Faced with the outbreak of the epidemic linked to the Delta variant, New Caledonia will make vaccination compulsory to enter its territory.

The executive said it was determined "not to put the Caledonian population at risk".

New Caledonia, a rare territory free of Covid-19, will make vaccination compulsory to enter its territory, for fear of the Delta variant and after the weakening of its sanitary airlock, the local government announced on Monday. A draft deliberation "imposing compulsory vaccination for anyone entering the territory" will be adopted on Wednesday, said the collegiate government, also announcing "a strengthening of entry criteria, which will become much more rigorous".      

This turn of the screw comes at a time when the health protocol currently in force, which imposes 7 days of isolation in a hotel for passengers vaccinated with messenger RNA and 14 days for the unvaccinated, has just been weakened by court decisions.

Several people were able to leave isolation prematurely, without PCR testing or serology carried out in Noumea.
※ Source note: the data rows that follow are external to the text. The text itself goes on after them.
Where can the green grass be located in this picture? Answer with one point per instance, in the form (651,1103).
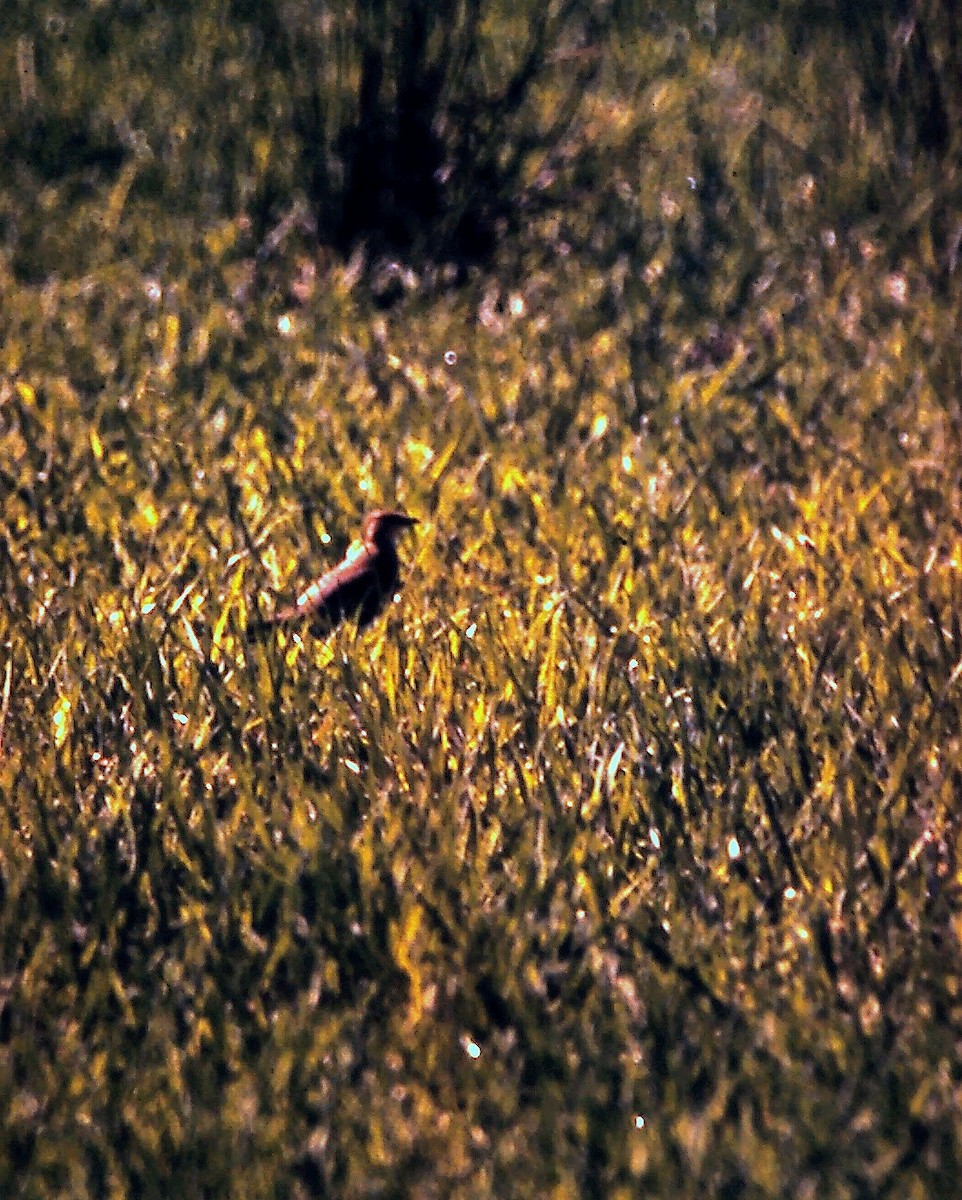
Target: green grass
(621,856)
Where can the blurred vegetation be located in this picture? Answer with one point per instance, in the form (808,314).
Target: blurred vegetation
(623,856)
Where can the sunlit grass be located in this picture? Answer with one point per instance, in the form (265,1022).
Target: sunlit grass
(618,856)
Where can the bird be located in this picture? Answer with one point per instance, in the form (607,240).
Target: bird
(358,586)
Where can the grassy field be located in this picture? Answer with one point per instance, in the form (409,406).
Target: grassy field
(621,857)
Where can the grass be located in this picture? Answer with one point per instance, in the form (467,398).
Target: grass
(621,855)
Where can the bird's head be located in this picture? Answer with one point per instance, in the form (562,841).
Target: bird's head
(383,526)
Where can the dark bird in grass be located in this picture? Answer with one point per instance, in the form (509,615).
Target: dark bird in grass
(359,586)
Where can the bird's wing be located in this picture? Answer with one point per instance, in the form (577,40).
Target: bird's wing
(342,591)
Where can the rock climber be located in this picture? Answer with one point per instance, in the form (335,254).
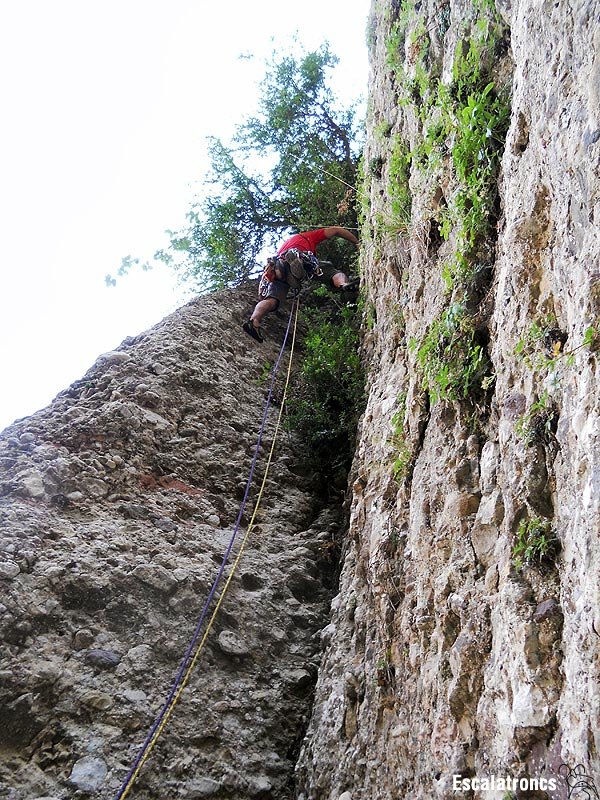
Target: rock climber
(288,270)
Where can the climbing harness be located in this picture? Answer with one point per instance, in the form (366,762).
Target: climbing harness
(295,265)
(196,644)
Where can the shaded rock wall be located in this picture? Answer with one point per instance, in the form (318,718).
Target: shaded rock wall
(443,658)
(116,505)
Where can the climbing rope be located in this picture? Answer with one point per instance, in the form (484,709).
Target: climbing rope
(195,647)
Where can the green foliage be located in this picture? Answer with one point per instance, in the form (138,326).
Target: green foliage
(535,543)
(454,363)
(329,394)
(402,462)
(538,424)
(290,166)
(543,345)
(398,188)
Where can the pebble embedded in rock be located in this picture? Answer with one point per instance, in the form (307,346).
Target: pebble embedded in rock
(9,570)
(88,774)
(232,644)
(201,787)
(102,659)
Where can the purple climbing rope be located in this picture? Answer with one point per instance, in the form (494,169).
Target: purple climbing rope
(192,645)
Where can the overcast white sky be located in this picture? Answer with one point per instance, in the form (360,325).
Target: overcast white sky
(105,108)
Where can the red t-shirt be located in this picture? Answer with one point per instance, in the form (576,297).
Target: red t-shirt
(306,241)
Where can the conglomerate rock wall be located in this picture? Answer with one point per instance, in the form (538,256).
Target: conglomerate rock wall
(116,505)
(444,657)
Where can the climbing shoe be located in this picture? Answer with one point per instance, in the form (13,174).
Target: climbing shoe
(252,331)
(351,286)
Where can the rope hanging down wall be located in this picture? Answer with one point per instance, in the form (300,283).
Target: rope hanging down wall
(197,642)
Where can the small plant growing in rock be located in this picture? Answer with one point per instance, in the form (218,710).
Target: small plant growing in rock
(454,363)
(402,462)
(539,422)
(543,345)
(535,543)
(385,670)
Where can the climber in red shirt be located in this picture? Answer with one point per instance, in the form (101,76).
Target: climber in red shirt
(288,267)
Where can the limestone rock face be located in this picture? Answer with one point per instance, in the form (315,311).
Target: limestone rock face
(116,505)
(441,657)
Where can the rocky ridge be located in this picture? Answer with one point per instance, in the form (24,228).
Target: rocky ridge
(445,658)
(116,505)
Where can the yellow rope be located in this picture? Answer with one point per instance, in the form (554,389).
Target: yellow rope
(193,662)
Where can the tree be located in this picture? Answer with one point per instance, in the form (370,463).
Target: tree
(292,166)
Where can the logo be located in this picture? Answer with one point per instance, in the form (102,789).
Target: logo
(581,786)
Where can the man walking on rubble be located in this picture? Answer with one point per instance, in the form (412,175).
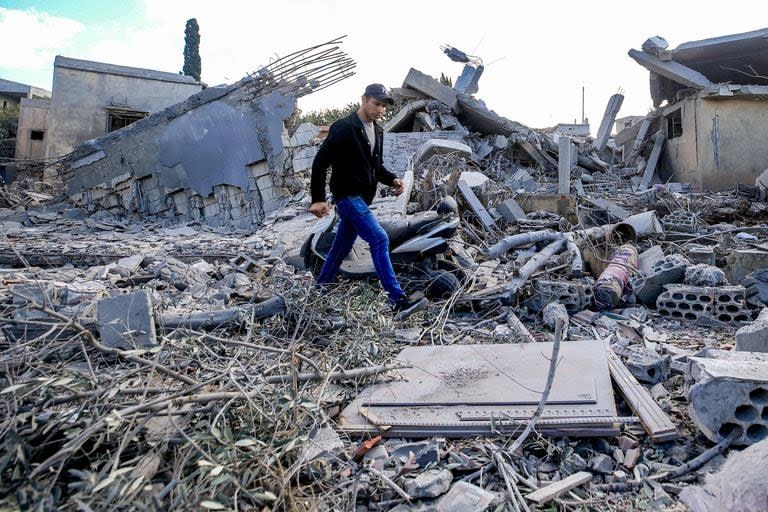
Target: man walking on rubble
(353,149)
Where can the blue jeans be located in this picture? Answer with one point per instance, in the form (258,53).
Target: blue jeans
(355,218)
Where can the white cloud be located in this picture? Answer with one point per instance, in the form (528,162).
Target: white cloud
(31,39)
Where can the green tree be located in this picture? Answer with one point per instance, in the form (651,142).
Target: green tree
(192,64)
(9,122)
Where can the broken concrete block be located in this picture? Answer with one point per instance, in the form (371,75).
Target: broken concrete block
(574,295)
(125,321)
(742,262)
(554,313)
(521,180)
(756,284)
(429,484)
(304,134)
(602,463)
(649,257)
(655,45)
(681,221)
(701,254)
(322,442)
(467,83)
(726,303)
(609,117)
(511,211)
(440,147)
(737,486)
(475,204)
(431,87)
(728,395)
(704,275)
(426,452)
(754,337)
(464,496)
(647,366)
(130,264)
(669,270)
(476,180)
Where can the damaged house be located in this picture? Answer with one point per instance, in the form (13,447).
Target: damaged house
(711,96)
(216,157)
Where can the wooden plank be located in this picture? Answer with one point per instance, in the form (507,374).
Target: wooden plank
(555,489)
(653,160)
(655,421)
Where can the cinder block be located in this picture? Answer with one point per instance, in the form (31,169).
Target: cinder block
(574,295)
(511,211)
(681,221)
(126,322)
(729,395)
(726,303)
(754,337)
(669,270)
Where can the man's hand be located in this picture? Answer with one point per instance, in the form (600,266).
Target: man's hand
(319,209)
(399,186)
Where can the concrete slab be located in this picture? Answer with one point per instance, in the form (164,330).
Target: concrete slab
(126,321)
(423,83)
(729,395)
(609,117)
(440,147)
(511,211)
(485,385)
(754,337)
(671,69)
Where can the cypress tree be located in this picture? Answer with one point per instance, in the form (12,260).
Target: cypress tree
(192,65)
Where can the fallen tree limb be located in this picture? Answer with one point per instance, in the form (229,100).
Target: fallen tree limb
(93,342)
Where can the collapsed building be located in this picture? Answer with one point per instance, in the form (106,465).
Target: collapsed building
(216,157)
(657,293)
(711,108)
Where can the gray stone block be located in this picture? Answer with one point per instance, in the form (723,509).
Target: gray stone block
(431,87)
(429,484)
(728,395)
(754,337)
(669,270)
(726,303)
(464,496)
(126,321)
(511,211)
(648,366)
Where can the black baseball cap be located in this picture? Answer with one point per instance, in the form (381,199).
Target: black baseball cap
(379,92)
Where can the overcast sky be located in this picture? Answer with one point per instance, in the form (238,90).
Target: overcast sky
(538,54)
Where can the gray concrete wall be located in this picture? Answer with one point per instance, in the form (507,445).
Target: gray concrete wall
(9,101)
(723,143)
(400,147)
(33,116)
(80,99)
(183,164)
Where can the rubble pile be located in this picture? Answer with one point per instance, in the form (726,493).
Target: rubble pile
(604,347)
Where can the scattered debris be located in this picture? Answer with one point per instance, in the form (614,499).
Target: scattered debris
(195,364)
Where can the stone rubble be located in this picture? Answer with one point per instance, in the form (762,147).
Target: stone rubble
(138,284)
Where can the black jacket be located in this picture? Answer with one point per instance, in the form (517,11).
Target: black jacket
(355,171)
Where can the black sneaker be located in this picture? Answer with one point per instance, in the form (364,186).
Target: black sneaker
(405,307)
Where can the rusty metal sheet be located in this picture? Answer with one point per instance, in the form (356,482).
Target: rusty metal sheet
(508,374)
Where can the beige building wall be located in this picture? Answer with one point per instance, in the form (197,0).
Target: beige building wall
(33,123)
(81,98)
(723,142)
(8,101)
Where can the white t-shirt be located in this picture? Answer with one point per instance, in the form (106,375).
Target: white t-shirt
(370,133)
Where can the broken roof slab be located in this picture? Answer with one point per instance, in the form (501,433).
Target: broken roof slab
(728,58)
(481,389)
"Do not put the population at risk"

Other appeals being on the way, the pro-independence president of the government, Louis Mapou, this weekend suspended a flight from Tokyo, operated by the local company Air Calédonie International. The passengers, "in the great majority of the military", in fact did not embark in Paris for the first section of the journey to Japan, provided by Air France. "Determined not to put the Caledonian population at risk", the executive recalled that "the only solution remains vaccination". While less than 30% of the eligible population is vaccinated, the authorities fear in the event of the introduction of the virus, a catastrophic scenario similar to that which strikes Polynesia or the West Indies. Last week, the minimum air service to the archipelago, together witha sanitary lock, was extended until December 31.

While a third referendum on independence will take place on 12 December, border protection has sparked a pass of arms between the FLNKS and the "Loyalists" coalition. Criticizing "the State and a contemptuous justice", the separatists evoked the solution "to cancel all the flights of Metropolis" while their adversaries recalled that "without France", there would be neither vaccine, nor airlock, "financed by a subsidy". For its part, the Medef deplored this "politicization" of the Covid-19 and called for a collective preparation plan to "live with the virus which will enter at one time or another".